Avignon, the City of the Popes
Arriving in Avignon in a fine autumn sunset
is an admirable thing. Autumn, sunset and
Avignon form three harmonies.
These are the words used by Victor Hugo to describe the city to his wife.
Avignon is famed throughout the globe for its Pont Bénezet bridge, which inspired the nursery rhyme we all sang as children! But also for its impressive Popes’ Palace, spanning no less than 37 acres. Both monuments are listed UNESCO World Heritage Sites.
Start your tour at the Palace, built in two parts: the “Palais Vieux” built by Pope Benedict XII in 1334 and the “Palais Neuf” built by Pope Clement VI in 1342. On entering the building, you will come to the Honour courtyard – the prestigious stage for the Avignon theatre festival. The tour unveils the Pope’s chamber, Great Audience hall and Great chapel.
Next, you can take the Popes’ stone promenade leading to Place de la Mirande; this is a great way to appreciate the Palace’s monumental size. Next stop is the “Rocher des Doms”: a delightful garden planted with various Mediterranean plants offering views over the Rhône river, Saint-Bénezet bridge and Villeneuve-les-Avignon with its impressive fort. on your way back down to the Palace square and Place de l’Horloge square, you will cross the beautiful 17th century facade of the “Hotel des Monnaies” and that of the Petit Palais, a museum with a rich collection of Italian and Avignon School paintings.
Every summer, during the festival, Place de l’Horloge is transformed into a genuine street theatre, packed with troupes from the world over!
Surprises await you around every corner of the old quarter, such as “Couvent des Célestins”, “rue des teinturiers”, Grey Penitents’ chapel, the 14th century Ceccano media library and the Angladon Museum in a very fine 18th century home with its prestigious collection of paintings: Cézanne, Van Gogh, Manet, Picasso, Foujita…
Head on to “les Halles” covered market, where you can pick up some great local produce!
Then exit from the old quarter and walk along the 14th-century ramparts to the famous “Pont d’Avignon”, or “Pont Saint-Bénézet”, built, as legend tells, by a young shepherd of the same name. Don’t forget to sing the nursery rhyme while you’re here!

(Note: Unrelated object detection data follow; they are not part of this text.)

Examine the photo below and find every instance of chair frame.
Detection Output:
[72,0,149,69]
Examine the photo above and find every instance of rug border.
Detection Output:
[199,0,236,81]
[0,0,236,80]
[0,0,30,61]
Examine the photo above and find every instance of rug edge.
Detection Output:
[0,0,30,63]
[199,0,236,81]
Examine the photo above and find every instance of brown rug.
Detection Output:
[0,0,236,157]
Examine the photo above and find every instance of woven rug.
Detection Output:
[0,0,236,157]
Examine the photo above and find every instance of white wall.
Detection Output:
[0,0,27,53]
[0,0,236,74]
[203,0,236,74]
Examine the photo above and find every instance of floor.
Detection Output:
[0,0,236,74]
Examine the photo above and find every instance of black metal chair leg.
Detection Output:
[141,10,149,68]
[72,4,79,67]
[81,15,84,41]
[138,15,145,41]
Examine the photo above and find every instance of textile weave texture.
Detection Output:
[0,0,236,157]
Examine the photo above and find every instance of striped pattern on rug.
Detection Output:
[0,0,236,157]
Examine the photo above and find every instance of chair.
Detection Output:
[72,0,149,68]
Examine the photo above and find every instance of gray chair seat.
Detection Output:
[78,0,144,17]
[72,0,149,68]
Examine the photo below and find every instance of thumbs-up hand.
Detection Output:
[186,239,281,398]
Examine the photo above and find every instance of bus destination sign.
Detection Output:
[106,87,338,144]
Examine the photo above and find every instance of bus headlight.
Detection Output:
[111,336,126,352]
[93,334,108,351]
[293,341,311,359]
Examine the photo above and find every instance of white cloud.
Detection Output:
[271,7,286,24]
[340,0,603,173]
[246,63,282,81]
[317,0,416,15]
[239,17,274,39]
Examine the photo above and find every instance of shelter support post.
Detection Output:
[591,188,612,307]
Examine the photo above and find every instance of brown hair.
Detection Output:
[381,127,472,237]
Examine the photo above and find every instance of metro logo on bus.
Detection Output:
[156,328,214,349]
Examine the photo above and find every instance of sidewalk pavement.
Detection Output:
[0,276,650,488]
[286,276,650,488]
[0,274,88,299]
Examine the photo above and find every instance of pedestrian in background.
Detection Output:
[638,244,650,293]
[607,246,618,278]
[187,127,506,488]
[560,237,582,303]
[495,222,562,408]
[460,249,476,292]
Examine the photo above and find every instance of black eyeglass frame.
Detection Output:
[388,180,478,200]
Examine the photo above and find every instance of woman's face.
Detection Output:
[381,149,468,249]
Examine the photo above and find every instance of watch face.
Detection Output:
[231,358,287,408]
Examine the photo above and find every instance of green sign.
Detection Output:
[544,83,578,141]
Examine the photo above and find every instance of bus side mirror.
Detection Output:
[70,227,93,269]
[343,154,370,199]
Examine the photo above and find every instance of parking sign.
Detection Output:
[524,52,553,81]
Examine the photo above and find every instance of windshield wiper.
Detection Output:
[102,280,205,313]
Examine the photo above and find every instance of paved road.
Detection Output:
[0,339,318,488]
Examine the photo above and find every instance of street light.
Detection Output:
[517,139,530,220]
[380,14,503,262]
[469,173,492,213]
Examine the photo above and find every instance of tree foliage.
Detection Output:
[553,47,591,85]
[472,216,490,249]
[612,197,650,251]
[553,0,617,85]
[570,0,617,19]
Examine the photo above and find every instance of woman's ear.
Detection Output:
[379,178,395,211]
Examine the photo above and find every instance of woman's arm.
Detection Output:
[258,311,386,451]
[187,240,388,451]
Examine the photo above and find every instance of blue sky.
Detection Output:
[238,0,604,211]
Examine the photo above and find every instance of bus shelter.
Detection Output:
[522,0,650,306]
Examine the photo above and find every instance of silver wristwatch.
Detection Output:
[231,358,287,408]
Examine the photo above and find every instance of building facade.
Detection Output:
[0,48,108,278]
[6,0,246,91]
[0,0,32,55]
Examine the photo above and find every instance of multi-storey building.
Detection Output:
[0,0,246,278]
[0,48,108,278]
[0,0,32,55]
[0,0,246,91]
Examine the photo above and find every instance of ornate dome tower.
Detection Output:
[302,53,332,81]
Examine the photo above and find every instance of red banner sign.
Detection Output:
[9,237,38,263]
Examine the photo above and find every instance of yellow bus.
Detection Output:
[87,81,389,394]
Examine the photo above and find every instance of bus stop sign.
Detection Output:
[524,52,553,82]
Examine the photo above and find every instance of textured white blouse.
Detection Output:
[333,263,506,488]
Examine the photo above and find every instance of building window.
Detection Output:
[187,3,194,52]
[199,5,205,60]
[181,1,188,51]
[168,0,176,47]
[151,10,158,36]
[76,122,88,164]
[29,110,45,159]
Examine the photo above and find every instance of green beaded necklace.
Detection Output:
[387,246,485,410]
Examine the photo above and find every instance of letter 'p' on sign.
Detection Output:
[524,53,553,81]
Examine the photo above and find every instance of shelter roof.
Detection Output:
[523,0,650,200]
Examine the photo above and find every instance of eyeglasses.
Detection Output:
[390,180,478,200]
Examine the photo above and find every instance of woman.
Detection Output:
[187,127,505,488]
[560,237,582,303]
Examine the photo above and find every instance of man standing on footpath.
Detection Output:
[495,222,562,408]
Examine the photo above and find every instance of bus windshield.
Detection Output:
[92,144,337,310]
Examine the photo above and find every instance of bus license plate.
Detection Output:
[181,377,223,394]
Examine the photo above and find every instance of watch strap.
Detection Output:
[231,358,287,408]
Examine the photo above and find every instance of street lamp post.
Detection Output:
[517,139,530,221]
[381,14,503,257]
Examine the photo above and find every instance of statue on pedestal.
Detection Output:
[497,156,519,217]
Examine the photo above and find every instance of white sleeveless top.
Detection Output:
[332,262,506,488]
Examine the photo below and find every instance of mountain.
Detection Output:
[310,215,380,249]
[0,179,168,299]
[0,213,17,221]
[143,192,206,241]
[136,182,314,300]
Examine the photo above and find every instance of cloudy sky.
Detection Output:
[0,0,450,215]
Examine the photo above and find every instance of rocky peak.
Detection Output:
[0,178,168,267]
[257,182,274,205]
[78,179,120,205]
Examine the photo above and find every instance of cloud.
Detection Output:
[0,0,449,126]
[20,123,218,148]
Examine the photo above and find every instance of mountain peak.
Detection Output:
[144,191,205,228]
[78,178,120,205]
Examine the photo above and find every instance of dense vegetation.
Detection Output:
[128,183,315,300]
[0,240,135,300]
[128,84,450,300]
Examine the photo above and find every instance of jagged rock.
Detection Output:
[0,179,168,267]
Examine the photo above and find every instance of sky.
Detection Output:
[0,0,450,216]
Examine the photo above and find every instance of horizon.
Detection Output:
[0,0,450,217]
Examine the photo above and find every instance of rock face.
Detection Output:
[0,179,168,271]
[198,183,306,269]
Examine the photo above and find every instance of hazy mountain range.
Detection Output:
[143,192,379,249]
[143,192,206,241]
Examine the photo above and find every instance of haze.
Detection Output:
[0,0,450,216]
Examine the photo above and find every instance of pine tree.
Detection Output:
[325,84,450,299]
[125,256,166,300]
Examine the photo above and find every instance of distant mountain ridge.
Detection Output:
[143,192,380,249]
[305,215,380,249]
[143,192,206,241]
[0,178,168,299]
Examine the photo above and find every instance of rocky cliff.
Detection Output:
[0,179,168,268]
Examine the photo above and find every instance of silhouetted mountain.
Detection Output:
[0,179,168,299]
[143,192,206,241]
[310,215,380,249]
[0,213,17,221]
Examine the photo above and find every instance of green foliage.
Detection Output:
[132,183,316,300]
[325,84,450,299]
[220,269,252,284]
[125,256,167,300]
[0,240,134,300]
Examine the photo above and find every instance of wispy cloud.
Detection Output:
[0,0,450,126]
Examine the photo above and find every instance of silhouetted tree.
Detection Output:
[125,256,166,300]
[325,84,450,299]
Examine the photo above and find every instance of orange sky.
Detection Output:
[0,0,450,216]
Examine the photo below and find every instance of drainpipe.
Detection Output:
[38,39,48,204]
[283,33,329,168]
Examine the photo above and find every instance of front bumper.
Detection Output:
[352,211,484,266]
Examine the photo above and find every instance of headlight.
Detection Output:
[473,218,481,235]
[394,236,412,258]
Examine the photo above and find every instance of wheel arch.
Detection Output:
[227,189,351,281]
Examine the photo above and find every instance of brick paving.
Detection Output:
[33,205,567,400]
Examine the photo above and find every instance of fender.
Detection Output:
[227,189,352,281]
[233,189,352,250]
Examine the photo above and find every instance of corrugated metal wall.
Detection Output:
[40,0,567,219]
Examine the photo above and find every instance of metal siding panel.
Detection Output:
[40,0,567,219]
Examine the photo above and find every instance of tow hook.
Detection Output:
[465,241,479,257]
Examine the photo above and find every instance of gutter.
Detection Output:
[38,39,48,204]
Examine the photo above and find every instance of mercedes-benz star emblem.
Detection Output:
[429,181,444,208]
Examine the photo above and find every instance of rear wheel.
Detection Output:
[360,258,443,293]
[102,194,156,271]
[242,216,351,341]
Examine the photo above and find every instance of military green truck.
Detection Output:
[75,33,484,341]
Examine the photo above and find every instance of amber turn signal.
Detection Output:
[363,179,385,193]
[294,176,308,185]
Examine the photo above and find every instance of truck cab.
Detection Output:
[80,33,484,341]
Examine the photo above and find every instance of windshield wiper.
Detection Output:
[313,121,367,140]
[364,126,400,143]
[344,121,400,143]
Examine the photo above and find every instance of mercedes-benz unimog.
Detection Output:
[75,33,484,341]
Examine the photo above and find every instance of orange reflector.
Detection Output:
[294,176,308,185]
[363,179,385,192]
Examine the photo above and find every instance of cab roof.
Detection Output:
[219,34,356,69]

GÉRARD PHILIPE,THE ‘PRINCE OF AVIGNON’
«I was born twice – the first time was on 4 December 1922, and the second in July 1951 in Avignon, where I was introduced to real theatre by Jean Vilar… «. The actor Gérard Philipe will forever remain as famous for his performances in the honorary courtyard of the Popes’ Palace in Avignon as for his extravagant swash-buckling adventures on the silver screen. Along with Jean Vilar, who founded the Festival d’Avignon in 1947, their names remain inseparable from the national and populist theatre revival that emerged in the wake of World War 2.
Avignon is a Provencal town where contemporary culture and an outstanding heritage go hand in hand in perfect agreement. The recent donation by the collector Yvon Lambert to Avignon, which brings together the works of major contemporary artists Cy Twombly, Sol Lewitt, Niele Toroni, Basquiat and Nan Goldin, testifies to this quality… and favours the presentation of major exhibitions on an international scale.